Energy giant Exxon Mobile’s (NYSE: XOM) revenue fall by 33% as oil prices decrease. The biggest U.S. oil company reported its earnings last Friday, reporting the lowest earnings in six years as larger profits from refining was unable to help Exxon recover from plummeted earnings.
Chief Executive Rex Tillerson said this latest quarter “reflect the disparate impacts of the current commodity price environment, but also demonstrate the strength of our sound operations, superior project execution capabilities, as well a continued discipline in capital and expense management.”
The energy giant also bought back $1 billion in shares this second quarter, down from its previous $3 billion in buybacks each quarter. By lowering the amount of shares available, Exxon is able to make their stock more valuable.
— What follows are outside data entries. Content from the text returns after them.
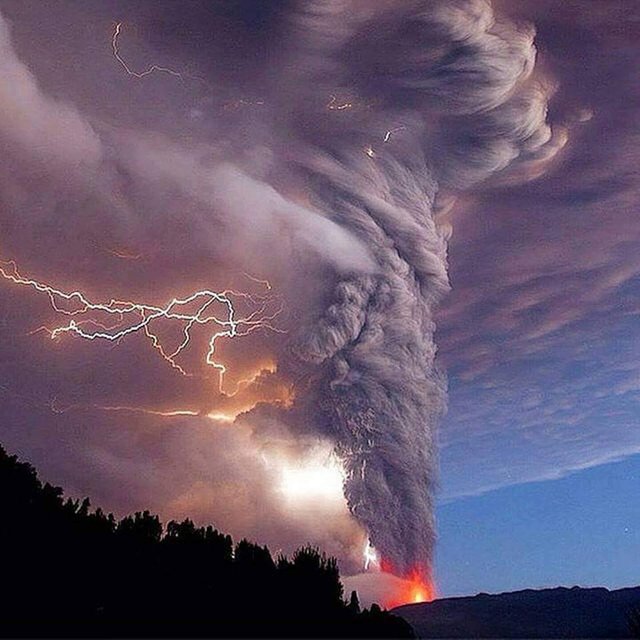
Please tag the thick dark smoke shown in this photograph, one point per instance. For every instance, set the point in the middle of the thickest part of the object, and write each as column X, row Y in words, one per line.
column 373, row 117
column 456, row 85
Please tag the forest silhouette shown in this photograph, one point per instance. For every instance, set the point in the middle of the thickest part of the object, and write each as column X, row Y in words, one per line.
column 71, row 571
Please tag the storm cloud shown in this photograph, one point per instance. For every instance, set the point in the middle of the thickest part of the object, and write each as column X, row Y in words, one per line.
column 335, row 181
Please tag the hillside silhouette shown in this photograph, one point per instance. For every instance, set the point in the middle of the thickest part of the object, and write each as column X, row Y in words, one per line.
column 71, row 571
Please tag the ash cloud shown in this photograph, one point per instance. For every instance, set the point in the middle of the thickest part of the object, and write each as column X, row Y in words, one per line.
column 351, row 227
column 463, row 81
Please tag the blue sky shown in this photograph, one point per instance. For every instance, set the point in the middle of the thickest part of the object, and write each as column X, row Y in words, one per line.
column 539, row 336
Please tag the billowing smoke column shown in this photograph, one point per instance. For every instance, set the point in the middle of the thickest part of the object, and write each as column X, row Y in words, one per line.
column 439, row 97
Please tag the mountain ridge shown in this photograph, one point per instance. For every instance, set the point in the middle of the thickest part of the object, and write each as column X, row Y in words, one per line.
column 559, row 612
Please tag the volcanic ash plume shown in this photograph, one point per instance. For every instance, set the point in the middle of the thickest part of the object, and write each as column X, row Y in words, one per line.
column 454, row 86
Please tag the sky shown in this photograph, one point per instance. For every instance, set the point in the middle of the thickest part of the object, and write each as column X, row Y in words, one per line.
column 385, row 193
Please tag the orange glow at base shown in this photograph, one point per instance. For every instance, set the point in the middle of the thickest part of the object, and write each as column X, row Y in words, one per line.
column 416, row 587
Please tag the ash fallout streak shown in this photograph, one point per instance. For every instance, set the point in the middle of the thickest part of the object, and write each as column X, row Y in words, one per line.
column 353, row 195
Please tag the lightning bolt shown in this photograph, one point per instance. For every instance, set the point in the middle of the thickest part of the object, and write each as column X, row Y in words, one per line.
column 333, row 105
column 125, row 66
column 390, row 132
column 195, row 310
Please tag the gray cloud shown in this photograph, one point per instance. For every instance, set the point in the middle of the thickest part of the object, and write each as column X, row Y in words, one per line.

Missed expectations for earnings per share
Analysts expected earnings per share of $1.1, but Exxon fell short, reporting earnings of $1 per share. In the same quarter of the previous fiscal year, Exxon reported earnings of $2.05 a share, or a profit $8.78 billion. However, this is a result from the devastating price cuts. The average price for crude fell from $98.55 a barrel in the previous year to currently $54.06. The average price for natural gas fell from $4.46 in the previous year to currently $2.31 per thousand cubic feet
Exxon has announced that it would cut down heavily on capital spending by this year, and reduce stock buybacks in the near term.
The competitor Chevron Corp. (NYSE: CVX), the second largest U.S. oil company reported its lowest profits since 2002 in the second quarter, as Chevron spent more than $2 billion in impairments and charges to suspend projects, a concern since Chevron has been spending on a deficit.
Shares of Exxon Mobile are currently trading just above $78 as the new trading week starts.